The H. P. Lovecraft Cat Book now has a page on hplovecraft.com with a full contents list, including precise details re: the number of letters…

The Cats of New York (excerpts from 21 letters)
Old Man (longer excerpt from one letter)
The Kappa Alpha Tau (excerpts from 34 letters including “[Anthem of the Kappa Alpha Tau]”)
Musings of an Ailurophile (excerpts from four letters to Marian F. Bonner)
Extracts from Letters (excerpts from 50 letters)

So that’s 110 letters, a good haul. No Amazon listings for it, yet. Let’s hope there will be an ebook at some point, too.

Arthur Machen Essay Competition

Wormwoodiana has news of an Arthur Machen Essay Competition, with Cash Prizes. Deadline “by early September”.

The Friends of Arthur Machen have announced a competition for essays on Machen … £200 prize for the best essay, and two runner-up prizes of £100 each. … 4,000 words [or more] … open to non-members”.

Worth having. Unfortunately I don’t know what hasn’t yet been discovered about Machen, or I’d unleash the Tentaclii Towers truffle-pigs on the online archives.

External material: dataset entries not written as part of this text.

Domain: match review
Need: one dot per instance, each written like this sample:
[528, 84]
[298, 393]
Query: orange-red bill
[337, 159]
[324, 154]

New journal: Dead Reckonings #25

The review journal Dead Reckonings #25 has been published in paper. The issue’s Web page says “Spring 2018”, but the cover says “Spring 2019” and the journal’s catalogue page has an eta for arrival of “June”. So I’m guessing the Web page should read “June 2019”.

Of Lovecraftian interest, among the contents:

* “A Look Behind “The Challenge from Beyond””, by Michael D. Miller.

* “Weird Fiction and Decadence”, the S. T. Joshi review of the important new mainstream academic book Weird Fiction in Britain 1880–1939.

* “Sesqua Valley’s Weirdest Inhabitant, Wilum Pugmire”, by David Barker.

* “Weird Fiction in the 21st Century: A Conversation with S. T. Joshi”, by Alex Houstoun.

* “Some Notes on Call of Cthulhu and Other Lovecraftian Video Games” by Geza A. G. Reilly.

Possibly the journal is also on Amazon. But they annoyingly mix books titled “Dead Reckoning” into results for a specific search for “Dead Reckonings”. Meaning that I’m not inclined to trawl through the resulting stew of dross to discover if the journal is listed there.